I've tried many approaches based on great stack overflow ideas per:
How to write header row with csv.DictWriter?
Writing a Python list of lists to a csv file
csv.DictWriter -- TypeError: __init__() takes at least 3 arguments (4 given)
Python: tuple indices must be integers, not str when selecting from mysql table
https://docs.python.org/2/library/csv.html
python csv write only certain fieldnames, not all
Python 2.6 Text Processing and
Why is DictWriter not Writing all rows in my Dictreader instance?
I tried mapping reader and writer fieldnames and special header parameters.
I built a second layer test from some great multi-column SO articles:
code follows
import csv
import re
t = re.compile('<\*(.*?)\*>')
headers = ['a', 'b', 'd', 'g']
with open('in2.csv', 'rb') as csvfile:
with open('out2.csv', 'wb') as output_file:
reader = csv.DictReader(csvfile)
writer = csv.DictWriter(output_file, headers, extrasaction='ignore')
writer.writeheader()
print(headers)
for row in reader:
row['d'] = re.findall(t, row['d'])
print(row['a'], row['b'], row['d'], row['g'])
writer.writerow(row)
input data is:
a, b, c, d, e, f, g, h
<* number 1 *>, <* number 2 *>, <* number 3 *>, <* number 4 *>, ...<* number 8 *>
<* number 2 *>, <* number 3 *>, <* number 4 *>, ...<* number 8 *>, <* number 9 *>
output data is:
['a', 'b', 'd', 'g' ]
('<* number 1 *>', '<* number 2 *>', ' number 4 ', <* number 7 *>)

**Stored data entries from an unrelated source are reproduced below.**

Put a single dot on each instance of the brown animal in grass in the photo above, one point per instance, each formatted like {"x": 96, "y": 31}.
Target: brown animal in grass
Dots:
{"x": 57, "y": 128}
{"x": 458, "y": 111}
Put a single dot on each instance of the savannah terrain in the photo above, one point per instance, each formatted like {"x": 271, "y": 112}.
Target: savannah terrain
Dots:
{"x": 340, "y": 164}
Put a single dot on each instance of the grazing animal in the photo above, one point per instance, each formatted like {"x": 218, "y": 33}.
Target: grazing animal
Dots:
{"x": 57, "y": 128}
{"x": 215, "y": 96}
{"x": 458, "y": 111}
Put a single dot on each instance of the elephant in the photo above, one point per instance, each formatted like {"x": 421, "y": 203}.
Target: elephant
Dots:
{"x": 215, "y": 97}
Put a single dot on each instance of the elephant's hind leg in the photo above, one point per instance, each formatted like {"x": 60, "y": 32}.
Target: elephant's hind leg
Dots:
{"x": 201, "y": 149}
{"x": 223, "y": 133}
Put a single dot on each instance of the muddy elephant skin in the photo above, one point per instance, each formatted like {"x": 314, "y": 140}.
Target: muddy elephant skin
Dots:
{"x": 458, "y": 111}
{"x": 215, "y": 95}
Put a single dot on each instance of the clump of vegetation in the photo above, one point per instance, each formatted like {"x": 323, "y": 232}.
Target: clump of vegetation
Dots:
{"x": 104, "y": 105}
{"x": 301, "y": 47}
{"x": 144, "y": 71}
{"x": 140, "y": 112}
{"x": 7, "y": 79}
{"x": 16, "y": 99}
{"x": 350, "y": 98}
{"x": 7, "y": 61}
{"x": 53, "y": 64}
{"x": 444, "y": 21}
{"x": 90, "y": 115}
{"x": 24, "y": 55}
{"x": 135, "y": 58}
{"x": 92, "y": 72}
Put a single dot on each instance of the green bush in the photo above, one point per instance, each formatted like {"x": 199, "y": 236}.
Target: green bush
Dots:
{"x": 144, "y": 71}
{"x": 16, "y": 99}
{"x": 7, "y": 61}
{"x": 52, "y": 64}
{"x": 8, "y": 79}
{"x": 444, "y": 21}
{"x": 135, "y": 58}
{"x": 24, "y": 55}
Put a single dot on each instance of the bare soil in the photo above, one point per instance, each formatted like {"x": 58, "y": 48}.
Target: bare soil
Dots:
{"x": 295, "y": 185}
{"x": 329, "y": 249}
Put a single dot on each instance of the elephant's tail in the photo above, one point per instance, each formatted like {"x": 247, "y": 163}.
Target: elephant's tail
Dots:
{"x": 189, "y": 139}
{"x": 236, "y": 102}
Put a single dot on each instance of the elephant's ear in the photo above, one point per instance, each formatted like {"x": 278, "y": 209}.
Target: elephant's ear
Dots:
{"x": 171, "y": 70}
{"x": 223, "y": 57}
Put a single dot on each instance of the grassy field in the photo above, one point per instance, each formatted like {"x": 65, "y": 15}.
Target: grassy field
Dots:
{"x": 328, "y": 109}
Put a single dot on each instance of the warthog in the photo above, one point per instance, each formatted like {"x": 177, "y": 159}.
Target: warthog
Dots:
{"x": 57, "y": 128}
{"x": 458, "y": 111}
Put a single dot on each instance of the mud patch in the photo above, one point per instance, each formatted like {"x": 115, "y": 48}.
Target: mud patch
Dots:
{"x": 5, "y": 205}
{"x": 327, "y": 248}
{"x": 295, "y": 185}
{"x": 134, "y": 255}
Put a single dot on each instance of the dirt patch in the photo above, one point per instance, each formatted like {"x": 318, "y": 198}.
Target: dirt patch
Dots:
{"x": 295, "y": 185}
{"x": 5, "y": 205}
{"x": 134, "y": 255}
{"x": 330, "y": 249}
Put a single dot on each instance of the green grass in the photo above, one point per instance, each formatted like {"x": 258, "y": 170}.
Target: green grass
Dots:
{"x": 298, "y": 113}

('<* number 2 *>', '<* number 3 *>', ' number 5 ', <* number 8 *>)
exactly as desired.
But when I use a rougher data set that has words with blanks, double quotes, and mixes of upper and lower case letters, the printing works at the row level, but the writing does not work entirely.
By entirely, I have been able (I know I'm in epic fail mode here) to actually write one row of the challenging data, but not in that instance, a header and multiple rows. Pretty lame that I can't overcome this hurdle with all the talented articles that I've read.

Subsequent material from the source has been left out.